Sa désignation comme capitaine des Bleus pour les tests d’automne est le témoignage de son influence grandissante au-delà du terrain, où ses qualités naturelles en faisaient déjà depuis quelques saisons l’une des références mondiales à son poste.

“C’est plutôt dans tout ce qui est périphérique au jeu qu’il a vraiment pris une autre dimension”, estime l’un de ses entraîneurs toulousains, Clément Poitrenaud. “Il a gagné en maturité et en expérience. Son leadership et ses compétences stratégiques et tactiques se sont développés.” 

Humble et discret

“C’est un joueur exceptionnel, tout le monde a envie de le suivre quand il est sur le terrain. Ça pousse l’équipe à être meilleure tous les week-ends”, appuie son coéquipier Anthony Jelonch, l’un de ses meilleurs amis.

Les deux joueurs ont fait leurs classes ensemble à Auch, dans ce Sud-Ouest qui fleure bon le canard et le rugby de clocher. Issu d’une famille d’hôteliers de Castelnau-Magnoac, à la frontière entre les Hautes-Pyrénées et le Gers, “Toto” Dupont est resté très attaché à son terroir natal.
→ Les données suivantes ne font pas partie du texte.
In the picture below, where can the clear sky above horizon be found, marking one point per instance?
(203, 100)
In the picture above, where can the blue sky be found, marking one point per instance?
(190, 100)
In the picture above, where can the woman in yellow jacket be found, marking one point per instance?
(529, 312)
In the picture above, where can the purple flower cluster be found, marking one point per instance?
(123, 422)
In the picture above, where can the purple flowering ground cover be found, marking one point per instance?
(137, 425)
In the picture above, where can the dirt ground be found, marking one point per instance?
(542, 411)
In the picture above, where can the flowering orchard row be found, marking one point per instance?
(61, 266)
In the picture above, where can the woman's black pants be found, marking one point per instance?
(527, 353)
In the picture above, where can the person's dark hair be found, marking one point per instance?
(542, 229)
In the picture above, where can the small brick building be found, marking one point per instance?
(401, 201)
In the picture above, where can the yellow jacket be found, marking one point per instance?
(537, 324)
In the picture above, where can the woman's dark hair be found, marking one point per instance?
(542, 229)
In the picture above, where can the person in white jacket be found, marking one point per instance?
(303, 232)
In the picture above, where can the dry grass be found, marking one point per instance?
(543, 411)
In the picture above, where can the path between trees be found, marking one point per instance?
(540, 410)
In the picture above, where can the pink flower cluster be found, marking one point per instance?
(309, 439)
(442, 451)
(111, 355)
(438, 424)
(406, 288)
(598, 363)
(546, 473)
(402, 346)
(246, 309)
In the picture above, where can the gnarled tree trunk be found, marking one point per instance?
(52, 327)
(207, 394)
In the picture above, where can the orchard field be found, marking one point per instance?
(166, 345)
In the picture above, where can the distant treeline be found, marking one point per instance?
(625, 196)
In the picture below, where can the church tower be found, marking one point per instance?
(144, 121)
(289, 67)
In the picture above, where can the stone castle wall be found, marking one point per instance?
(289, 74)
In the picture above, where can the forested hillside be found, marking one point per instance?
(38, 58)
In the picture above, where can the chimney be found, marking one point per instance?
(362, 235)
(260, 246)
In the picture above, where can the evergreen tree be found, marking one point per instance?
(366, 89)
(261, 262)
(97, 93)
Le “ministre de l’Intérieur” – son autre surnom, pour sa capacité à être régulièrement au soutien intérieur de ses partenaires, grâce à un sens unique de l’anticipation – est un garçon humble et discret qui a su progressivement forcer sa nature.

“C’est quelqu’un qui ne parle pas beaucoup”, confirme son ancien entraîneur à Castres Christophe Urios. “Je lui disais souvent : ‘tu as un talent incroyable et tu seras peut-être un jour un excellent joueur, mais jamais le meilleur du monde, parce que tu ne parles pas et que tu n’as pas ce leadership’.”

Boulimique de rugby, Dupont s’impose aujourd’hui, à moins de deux ans de la Coupe du monde en France, comme l’une des égéries d’un sport en mal de superstars internationales comme peuvent l’être Lionel Messi ou Cristiano Ronaldo en football.

“Peut-être que le rugby a besoin d’un tel porte-drapeau. D’un garçon qui n’est pas dans les frasques, dans les grandes déclarations”, disait la saison dernière son entraîneur toulousain Ugo Mola.

Le natif de Lannemezan avait promis, en étant promu capitaine des Bleus, qu’il ne changerait pas pour autant sa “façon d’être”. Son titre honorifique de joueur de l’année 2021 ne devrait pas non plus l’empêcher de bien garder les pieds sur terre.